DoD Joint Information Environment taking cues from EUCOM, AFRICOM
The Defense Department's forthcoming Joint Information Environment will build upon the Joint Enterprise Network, an existing Army, Defense Information Systems Agency, European Command and Africa Command initiative, according to defense officials.
A DoD summit in Europe the week of Sept. 10 "really represents a handoff," said Rear Adm. David Simpson, vice director of DISA, during a Sept. 13 AFCEA DC event in Arlington, Va.
"Over the last two years those cocoms have done a great job at articulating, centered around their mission, what is the larger goal of the JIE," he said. "We have a very good degree of maturity around the transport layer of JEN and a couple of data center collapsing efforts."
Because of the progress abroad, EUCOM and AFRICOM will lead "increment one" of the JIE in order to leverage what's already been defined and executed in JEN, said Simpson. This not only takes advantage of low-hanging fruit to achieve some of JIE's capability, but will also tease out the challenges that could arise in future increments, he said.
Maj. Gen. Jennifer Napper, formerly commander general of Army's Network Enterprise Technology Command, soon to assume a position as director of plans and policy at Cyber Command, said it is very likely JIE will be harder to implement across the continental United States, or CONUS.
"It seems to me that it's really easy in the overseas areas to look at enclaves that are clearly purple, [or 'joint,'] whether it's all of Europe, Korea, Japan," said Napper. "Everything between them is already operated by DISA. So, we should really go after those first and figure out how to get everything in CONUS to go into the JIE."
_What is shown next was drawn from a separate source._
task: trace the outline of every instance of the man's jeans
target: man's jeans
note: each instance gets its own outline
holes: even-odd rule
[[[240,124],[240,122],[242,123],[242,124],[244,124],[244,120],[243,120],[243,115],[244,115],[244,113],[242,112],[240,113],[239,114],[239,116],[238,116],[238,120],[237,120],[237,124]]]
"I think it would be easier in some place like Europe--certainly much easier in some place like Korea or Japan. When you start getting inside CONUS it gets a little more complicated," she said. "There are some equities that are going to be challenging for some folks to give up."
The Joint Information Environment aims to create a set of standards and an architectural construct that will facilitate jointness among all services' networks. But the challenge of JIE is made even more difficult by the current budget environment.
"There's no new money for this effort," said Simpson. "So, the synchronization of being able to replace an existing IT capability in the department, an existing service, sunset that and then repurpose that toward the next element in this joint information environment is really the key piece."